Kristoff now looked genuinely disgusted. “The Chamber of Commerce is in talks with the Snow Herald? Wait, do you think it’s the Mundilfari family that’s selling us short?”
I shrugged. “Is it so surprising?” The Mundilfaris, the oldest of jarl families and owners of the Snow Herald, had investments everywhere, including the Princely House. But given this ancient Viking clan’s disdain for the royal family’s “lesser,” younger lineage, and the double insult that Northuldran blood ran in the current queen’s veins, it was not a shock at all if they would want to strike at the heart of Anna’s household. Perhaps as punishment for killing the anti-Northuldran influence bill? For backing Elsa? For bringing recruiting Maren? There were too many possibilities and it wasn’t helpful to speculate. “Just keep an eye out, Kristoff. I’ll send my reporters to do more digging. We’ll not only catch who’s attacking you, but get the stock back up to double your original price and bankrupt the short-selling bastards.”

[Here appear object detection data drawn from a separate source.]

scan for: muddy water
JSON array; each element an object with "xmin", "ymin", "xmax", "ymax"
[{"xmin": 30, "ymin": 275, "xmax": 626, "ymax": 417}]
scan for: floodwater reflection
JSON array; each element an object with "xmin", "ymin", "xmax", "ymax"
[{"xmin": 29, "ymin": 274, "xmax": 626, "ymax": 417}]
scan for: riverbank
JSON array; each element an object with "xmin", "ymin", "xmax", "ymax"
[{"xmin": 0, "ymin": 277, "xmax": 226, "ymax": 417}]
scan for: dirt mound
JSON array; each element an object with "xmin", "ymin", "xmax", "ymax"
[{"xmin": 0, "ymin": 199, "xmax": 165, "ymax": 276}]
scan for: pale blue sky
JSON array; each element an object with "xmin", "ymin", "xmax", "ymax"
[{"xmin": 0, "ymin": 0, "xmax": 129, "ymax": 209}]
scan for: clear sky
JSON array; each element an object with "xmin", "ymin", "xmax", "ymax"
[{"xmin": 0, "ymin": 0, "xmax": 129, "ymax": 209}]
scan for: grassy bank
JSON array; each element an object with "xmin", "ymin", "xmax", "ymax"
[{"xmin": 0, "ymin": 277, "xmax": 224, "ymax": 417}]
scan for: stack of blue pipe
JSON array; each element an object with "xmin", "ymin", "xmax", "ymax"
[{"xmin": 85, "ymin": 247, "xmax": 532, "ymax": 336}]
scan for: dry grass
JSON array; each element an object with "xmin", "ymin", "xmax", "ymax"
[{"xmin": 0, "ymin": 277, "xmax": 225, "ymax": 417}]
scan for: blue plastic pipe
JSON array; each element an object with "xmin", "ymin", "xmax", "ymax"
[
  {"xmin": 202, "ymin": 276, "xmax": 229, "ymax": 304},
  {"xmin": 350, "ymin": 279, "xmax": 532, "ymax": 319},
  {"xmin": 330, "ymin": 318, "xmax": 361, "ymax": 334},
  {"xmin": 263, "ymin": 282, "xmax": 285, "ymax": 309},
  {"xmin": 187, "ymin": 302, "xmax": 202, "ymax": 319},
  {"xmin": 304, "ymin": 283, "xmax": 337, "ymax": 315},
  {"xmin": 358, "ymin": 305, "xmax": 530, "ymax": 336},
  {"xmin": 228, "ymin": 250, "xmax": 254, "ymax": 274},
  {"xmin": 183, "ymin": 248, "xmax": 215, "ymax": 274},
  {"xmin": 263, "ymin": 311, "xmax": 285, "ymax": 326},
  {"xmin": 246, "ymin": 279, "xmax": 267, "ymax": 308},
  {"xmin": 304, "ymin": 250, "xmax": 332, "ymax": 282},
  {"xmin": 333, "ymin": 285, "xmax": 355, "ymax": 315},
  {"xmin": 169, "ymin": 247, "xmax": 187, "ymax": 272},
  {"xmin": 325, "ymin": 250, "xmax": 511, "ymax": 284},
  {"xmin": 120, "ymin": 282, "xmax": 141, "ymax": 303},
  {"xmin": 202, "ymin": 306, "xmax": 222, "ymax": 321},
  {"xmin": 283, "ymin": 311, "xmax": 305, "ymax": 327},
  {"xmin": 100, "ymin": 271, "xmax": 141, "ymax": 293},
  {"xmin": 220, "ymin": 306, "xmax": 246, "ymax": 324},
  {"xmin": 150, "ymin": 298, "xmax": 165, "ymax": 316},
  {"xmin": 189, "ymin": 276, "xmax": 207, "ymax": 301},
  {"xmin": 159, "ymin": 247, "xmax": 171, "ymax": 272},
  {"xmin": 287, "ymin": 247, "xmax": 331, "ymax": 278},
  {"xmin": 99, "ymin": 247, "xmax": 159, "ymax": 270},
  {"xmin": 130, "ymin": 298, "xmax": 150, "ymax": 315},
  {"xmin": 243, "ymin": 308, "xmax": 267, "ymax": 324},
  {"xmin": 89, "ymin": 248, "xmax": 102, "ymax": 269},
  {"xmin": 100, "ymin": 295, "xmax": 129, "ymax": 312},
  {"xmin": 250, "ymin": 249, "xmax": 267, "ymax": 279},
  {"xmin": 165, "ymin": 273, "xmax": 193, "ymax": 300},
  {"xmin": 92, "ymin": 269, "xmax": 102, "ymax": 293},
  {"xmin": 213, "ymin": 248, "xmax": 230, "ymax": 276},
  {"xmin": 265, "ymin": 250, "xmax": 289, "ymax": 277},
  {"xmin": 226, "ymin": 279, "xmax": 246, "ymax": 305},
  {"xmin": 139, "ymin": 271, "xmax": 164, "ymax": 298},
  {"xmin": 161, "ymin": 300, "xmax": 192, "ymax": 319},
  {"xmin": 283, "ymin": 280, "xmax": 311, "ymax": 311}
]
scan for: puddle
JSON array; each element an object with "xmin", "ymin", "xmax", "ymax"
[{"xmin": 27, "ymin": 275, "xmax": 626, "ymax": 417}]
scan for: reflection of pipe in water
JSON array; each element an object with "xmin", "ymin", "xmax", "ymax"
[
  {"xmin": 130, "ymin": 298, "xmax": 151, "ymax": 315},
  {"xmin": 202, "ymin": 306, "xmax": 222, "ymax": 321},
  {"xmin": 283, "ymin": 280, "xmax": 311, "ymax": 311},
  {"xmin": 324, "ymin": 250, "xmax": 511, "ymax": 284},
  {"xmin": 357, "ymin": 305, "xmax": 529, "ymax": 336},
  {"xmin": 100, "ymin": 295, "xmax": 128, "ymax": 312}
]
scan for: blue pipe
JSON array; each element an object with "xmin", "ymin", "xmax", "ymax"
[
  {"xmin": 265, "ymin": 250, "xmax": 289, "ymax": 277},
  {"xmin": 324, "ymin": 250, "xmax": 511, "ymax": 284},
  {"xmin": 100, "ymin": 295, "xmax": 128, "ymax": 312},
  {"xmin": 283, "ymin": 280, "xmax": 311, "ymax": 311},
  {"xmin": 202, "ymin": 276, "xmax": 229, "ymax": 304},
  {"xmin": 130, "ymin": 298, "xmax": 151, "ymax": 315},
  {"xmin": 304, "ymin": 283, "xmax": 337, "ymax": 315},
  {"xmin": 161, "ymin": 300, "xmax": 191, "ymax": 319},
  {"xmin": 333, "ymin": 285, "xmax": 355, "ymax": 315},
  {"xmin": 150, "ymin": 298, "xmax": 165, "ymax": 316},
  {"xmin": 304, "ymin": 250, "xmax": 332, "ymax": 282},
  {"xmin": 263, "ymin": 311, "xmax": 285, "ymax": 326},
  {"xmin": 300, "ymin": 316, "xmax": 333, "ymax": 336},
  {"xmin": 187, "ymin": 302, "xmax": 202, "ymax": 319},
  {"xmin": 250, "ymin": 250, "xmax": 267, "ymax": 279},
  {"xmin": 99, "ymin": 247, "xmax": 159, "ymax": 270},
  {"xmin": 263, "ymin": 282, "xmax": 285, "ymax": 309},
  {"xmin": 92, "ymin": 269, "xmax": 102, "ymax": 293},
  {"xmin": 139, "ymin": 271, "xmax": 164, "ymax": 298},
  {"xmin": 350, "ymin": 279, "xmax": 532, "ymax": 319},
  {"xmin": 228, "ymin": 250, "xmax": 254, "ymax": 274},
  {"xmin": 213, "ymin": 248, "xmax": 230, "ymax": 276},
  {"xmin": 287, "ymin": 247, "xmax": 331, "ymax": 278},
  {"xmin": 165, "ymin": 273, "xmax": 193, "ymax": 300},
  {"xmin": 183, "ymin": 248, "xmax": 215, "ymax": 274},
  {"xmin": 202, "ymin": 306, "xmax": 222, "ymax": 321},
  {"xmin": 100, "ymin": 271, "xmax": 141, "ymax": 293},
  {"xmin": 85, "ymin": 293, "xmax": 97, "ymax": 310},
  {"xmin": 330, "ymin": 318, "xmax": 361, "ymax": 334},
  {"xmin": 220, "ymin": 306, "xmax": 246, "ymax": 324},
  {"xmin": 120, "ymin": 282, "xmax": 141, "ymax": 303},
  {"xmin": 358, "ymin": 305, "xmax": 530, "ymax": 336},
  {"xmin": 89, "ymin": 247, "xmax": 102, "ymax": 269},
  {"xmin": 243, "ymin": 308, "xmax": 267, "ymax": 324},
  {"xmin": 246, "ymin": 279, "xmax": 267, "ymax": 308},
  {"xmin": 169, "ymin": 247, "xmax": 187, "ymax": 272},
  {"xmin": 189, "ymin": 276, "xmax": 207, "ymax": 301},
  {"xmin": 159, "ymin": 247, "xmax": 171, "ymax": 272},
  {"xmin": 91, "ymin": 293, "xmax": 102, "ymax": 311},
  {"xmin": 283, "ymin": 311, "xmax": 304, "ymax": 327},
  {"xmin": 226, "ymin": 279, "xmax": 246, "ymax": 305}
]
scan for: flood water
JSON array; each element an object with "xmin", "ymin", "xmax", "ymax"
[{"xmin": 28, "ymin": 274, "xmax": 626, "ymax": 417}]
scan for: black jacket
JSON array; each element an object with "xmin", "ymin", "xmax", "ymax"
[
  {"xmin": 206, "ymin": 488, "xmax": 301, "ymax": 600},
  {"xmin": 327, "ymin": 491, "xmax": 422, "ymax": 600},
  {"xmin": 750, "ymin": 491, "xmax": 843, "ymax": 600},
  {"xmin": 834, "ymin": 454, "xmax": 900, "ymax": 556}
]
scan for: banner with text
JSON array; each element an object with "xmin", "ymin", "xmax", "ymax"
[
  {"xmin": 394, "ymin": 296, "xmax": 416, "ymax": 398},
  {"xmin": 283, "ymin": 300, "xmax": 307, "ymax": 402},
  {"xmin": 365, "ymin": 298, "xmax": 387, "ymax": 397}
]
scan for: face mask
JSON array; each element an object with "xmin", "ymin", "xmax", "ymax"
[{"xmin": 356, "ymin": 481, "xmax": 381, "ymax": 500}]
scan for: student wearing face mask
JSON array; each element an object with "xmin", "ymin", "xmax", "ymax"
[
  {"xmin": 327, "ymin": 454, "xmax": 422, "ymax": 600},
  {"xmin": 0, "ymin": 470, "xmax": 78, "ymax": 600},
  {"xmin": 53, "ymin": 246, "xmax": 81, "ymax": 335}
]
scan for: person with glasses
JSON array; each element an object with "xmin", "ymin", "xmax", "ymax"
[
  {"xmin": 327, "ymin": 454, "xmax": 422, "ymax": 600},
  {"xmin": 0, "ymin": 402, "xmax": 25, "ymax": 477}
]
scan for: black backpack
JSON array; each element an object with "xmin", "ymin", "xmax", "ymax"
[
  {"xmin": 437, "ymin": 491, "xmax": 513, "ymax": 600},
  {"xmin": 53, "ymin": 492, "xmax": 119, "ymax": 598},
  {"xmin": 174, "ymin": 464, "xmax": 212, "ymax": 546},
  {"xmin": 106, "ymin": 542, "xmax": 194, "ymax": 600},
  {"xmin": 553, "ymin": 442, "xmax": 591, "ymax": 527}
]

Kristoff nodded. “Thanks. Watch out for yourself.” He rose, nodding down at me. “I haven’t forgotten how you helped Elsa after she came back to Anna. Anna and I believe in you. So thanks for trusting me as well, chief.”
“You’re a chief, too – chief of the Princely House. You don’t need me to tell you this, but hold your head high: we’ll get through this. You and Anna. Elsa. All of us.”
I stared down at my cold espresso as Kristoff departed. My mind was chasing itself in circles.
But who? I wondered furiously, vainly. Who is trying to bring down Kristoff’s company?